Sophocles’ play Antigone, written in 441 BCE, is here pulled into modernity by Burt, a consultant for the United States Holocaust Memorial Museum. The ancient play sees brothers instigate a civil war, and one of their daughters, Antigone, defies her uncle and puts her brother first. So it is in The Dig, which opens amid a civil war, this time in 1993 Sarajevo, Bosnia. Andela, age three, and her brother Mujo, six, are found by American construction-worker brothers in the rubble of a destroyed building, their dead mother nearby. Their Antigone takes place in Thebes, Minnesota, where the children, now called Antonia and Paul, have a “typical American upbringing, blah, blah, no drama,” after being adopted by Eddie King, one of the brothers. Except it’s not really drama free. The blond and hearty residents of Thebes are not ready for the dark-haired, reticent Antonia and Paul, and Eddie dies of an overdose when he can’t handle the new responsibility. What the King family decides for the town is taken as local law, but Antonia defies her Uncle Christopher, graduating from law school and decidedly not working for her family. Paul rebels even more, protesting the Kings’ development of a new shopping area that displaces his Somali immigrant friends and then disappearing. Finding him and getting to the bottom of their pasts, both in Bosnia and more recently, will draw Antonia into a storm of lies and corruption and a fierce battle for control of her life. Feelings when ambition and family collide are no different today than in 411 BCE, and the resulting spectacle is no less captivating.

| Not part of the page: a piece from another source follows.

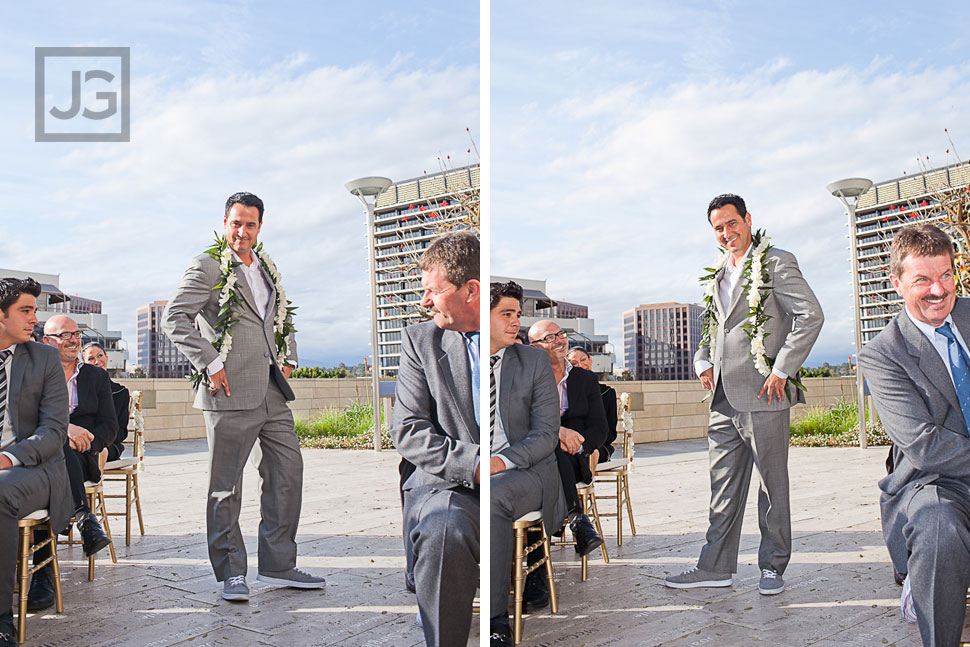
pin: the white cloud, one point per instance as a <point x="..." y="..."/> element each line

This is an espionage story with a difference, featuring not a dashing ladies’ man but a young CIA operative, Melvina Donleavy, who knows her bureaucracy and sticks to it, offering an interesting look at modern-day tradecraft. Mel appears to her CIA colleagues to have no special skills, but when she’s in danger, top levels of government get involved. Readers are in on the picture, learning from the get-go that Mel has lifelong recall of every face she sees. It freaked out a middle-school crush when she mentioned having seen him at a sports event that had thousands in attendance, but when she’s sent to Byelorussia in 1990 to see if particular Iranian nuclear scientists can be spotted it’s a handy talent indeed. Mel and her colleagues are undercover, the others posing as accountants who are sent ahead of a U.S. donation to make sure none of it is earmarked for nuclear activity, she as their secretary. The stultifying Soviet observation machine moves into place, with the spies watched everywhere they go and a rigid air of we-know-you’re-spies-and-we-know-that-you-know-we-know coming off their hosts in waves. The group soon hears that a serial killer, the Svisloch Dushitel, or Svisloch Strangler, is at work in Minsk, but as its illegal to even mention the crime of serial killing, Mel has her work cut out to get to the bottom of it. Espionage, a love story, and murder mystery, all by a Department of Defense contractor assigned to the former Soviet Union in the ‘90s? Yes, please.